Question

A uniform solid cone of mass m, base radius 'R' and height 2R, has a smooth groove along its slant height as shown in figure. The cone is rotating with angular speed '$\omega$', about the axis of symmetry. If a particle of mass 'm' is released from apex of cone, to slide along the groove, then angular speed of cone when particle reaches to the base of cone is _______.

Answer 1

Moment of inertia of cone about the axis shown in figure is $=\frac{3}{10}m{R}^2$

Hence, R=radius of cone

m=mass of cone

When the particle is at apex it has no moment of inertia about axis of rotation .

When the particle is at the base of cone it has a moment of inertia which is equal to $m/s^2$.

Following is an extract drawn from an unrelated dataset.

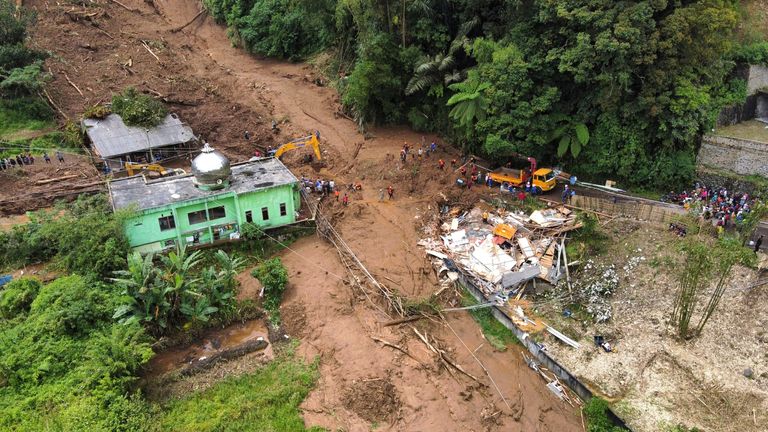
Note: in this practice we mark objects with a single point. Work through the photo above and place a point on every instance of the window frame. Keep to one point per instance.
(170, 226)
(223, 212)
(197, 212)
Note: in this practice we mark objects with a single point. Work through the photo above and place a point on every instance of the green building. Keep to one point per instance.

So, initially the moment of inertia of system is

$I_i=\frac{3}{10}m{R}^2+0$

$=\frac{3}{10}m{R}^2$

Finally the moment of inertia of the system

$I_f=\frac{3}{10}m{R}^2+m{R}^2$

$=\frac{13}{10}m{R}^2$

So according to conservation of angular momentum

$I_i\omega =I_f{\omega }^{\prime }$

$⟹{\omega }^{\prime }=\frac{I_i^{\prime }}{I_f}\omega$

${\omega }^{\prime }=\frac{\left(\frac{3}{10}\right)m{R}^2}{\left(\frac{13}{10}\right)m{R}^2}\omega$

$⟹{\omega }^{\prime }=\frac{3{\omega }^{\prime }}{13}$